Dealers And Stealers

There are violin dealers out there who scour the schools and prestigious music festivals in search of innocent young very promising string players for the purpose of cultivating a prospective sale of one of their fine instruments that they may own or have “on consignment.” This I have no problems with since, as a string player, one of the great joys of a life in classical music is to own a great instrument from one of the masters of the Cremonese or Venetian or Brescian periods.
What I take issue with is the implied necessity of one of these priceless masterpieces in making a career. So a young player before he/she is near full potential musically or technically or earning power is led to believe that without that Stradivari or Guarneri they will not be able to compete and their very career will be in jeopardy. Throughout the entirety of my more than 50 year playing career I have yet to encounter a string player under the age of 20 with enough knowledge, musicality, and technique to bring everything out of a master instrument.

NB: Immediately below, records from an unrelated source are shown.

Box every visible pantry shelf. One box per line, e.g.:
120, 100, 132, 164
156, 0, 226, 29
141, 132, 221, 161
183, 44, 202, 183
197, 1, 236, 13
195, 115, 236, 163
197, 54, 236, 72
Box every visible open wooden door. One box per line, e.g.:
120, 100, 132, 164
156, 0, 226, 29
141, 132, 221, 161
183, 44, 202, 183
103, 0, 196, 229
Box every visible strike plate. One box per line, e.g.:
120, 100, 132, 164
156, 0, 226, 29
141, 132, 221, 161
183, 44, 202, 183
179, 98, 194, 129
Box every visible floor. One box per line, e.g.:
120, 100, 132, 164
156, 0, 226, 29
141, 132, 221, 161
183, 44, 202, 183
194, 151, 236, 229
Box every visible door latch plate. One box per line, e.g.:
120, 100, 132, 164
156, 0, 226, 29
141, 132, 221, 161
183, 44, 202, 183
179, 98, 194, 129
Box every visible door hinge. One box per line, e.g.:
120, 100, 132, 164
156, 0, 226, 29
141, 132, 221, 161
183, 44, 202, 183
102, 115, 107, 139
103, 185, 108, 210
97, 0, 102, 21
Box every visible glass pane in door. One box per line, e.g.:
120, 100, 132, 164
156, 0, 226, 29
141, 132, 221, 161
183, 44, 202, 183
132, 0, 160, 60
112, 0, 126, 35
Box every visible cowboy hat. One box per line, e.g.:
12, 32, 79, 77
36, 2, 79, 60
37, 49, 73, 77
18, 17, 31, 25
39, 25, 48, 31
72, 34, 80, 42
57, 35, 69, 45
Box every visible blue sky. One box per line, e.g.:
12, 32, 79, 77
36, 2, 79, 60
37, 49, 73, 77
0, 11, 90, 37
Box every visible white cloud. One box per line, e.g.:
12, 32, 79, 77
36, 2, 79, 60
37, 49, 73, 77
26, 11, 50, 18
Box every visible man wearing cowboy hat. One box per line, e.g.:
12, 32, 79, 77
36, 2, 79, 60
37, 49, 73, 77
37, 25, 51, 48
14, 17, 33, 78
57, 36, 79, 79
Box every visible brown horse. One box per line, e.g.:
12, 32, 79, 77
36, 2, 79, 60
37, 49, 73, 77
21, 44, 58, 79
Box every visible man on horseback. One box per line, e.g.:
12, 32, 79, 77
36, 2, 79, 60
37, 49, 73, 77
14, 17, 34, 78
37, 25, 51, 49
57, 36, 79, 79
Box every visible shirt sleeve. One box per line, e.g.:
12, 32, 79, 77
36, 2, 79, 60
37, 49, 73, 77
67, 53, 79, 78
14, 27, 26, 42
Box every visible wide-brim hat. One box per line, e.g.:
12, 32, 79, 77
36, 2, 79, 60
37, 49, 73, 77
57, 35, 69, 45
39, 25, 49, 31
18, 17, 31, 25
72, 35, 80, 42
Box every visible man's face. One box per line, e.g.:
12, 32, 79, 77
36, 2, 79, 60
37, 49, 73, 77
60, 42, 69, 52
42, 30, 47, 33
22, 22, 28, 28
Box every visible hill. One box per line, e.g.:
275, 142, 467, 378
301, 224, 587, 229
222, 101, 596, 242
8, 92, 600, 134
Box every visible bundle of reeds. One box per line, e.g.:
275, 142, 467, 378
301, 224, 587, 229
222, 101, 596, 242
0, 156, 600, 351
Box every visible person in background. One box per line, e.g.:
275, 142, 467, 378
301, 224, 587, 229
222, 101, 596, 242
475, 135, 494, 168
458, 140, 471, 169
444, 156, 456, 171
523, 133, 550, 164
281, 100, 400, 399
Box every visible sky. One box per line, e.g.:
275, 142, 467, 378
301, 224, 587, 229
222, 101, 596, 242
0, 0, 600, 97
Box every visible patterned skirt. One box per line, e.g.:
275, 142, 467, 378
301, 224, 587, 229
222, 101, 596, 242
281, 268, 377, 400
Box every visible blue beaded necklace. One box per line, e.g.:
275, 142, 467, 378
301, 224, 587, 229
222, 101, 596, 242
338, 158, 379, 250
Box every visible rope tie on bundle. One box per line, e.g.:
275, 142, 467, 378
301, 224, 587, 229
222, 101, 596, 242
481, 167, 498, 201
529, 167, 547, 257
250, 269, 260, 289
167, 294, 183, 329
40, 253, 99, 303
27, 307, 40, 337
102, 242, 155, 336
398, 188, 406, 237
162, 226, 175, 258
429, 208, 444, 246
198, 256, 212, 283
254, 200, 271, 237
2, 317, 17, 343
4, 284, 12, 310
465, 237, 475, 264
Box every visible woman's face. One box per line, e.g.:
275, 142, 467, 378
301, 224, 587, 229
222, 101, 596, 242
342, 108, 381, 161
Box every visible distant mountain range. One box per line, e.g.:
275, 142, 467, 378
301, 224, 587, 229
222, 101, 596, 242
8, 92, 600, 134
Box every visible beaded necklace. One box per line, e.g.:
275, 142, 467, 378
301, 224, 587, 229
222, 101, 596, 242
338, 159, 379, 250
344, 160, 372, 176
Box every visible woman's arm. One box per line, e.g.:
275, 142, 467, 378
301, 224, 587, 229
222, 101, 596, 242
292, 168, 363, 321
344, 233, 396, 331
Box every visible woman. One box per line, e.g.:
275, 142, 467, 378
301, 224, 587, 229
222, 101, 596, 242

Assuming they were able to accomplish these tasks, I doubt that more than two percent of any given audience would be able to decipher the difference in sound between a contemporary instrument and one from the master era. Even Jascha Heifetz, who I believe to have been the greatest single performer on a string instrument in the last 100 years, used a Tononi violin when he made his Carnegie Hall debut in the early 1900’s.
What comes into play more often than not these days is so much prestige that dealers have when they sell a great instrument that maybe has a significant provenance has nothing to do with the artistic value of the new owner. To assume that one must have a great instrument that sells for $2,000,000, (Aaron Rosand, in his late 80’s, just sold his violin for $10,000,000) instead of a fine new instrument made in the last 20 years, is ridiculous.
The best new instruments are in many playing points superior to all but the most exceptional old instruments. Moreover, the cost is often laughably less expensive. The price range of $5,000- $50,000 will yield superb instruments. The renaissance of great new makers in the last 20 years proves this. It is therefore folly to assume at the onset of a career that one must have an old instrument to succeed. What succeeds is musical and technical brilliance.
The young players should play new instruments until their musical personality has fully developed. Only then should they even think of searching for a great old instrument to own and play as his/her primary instrument.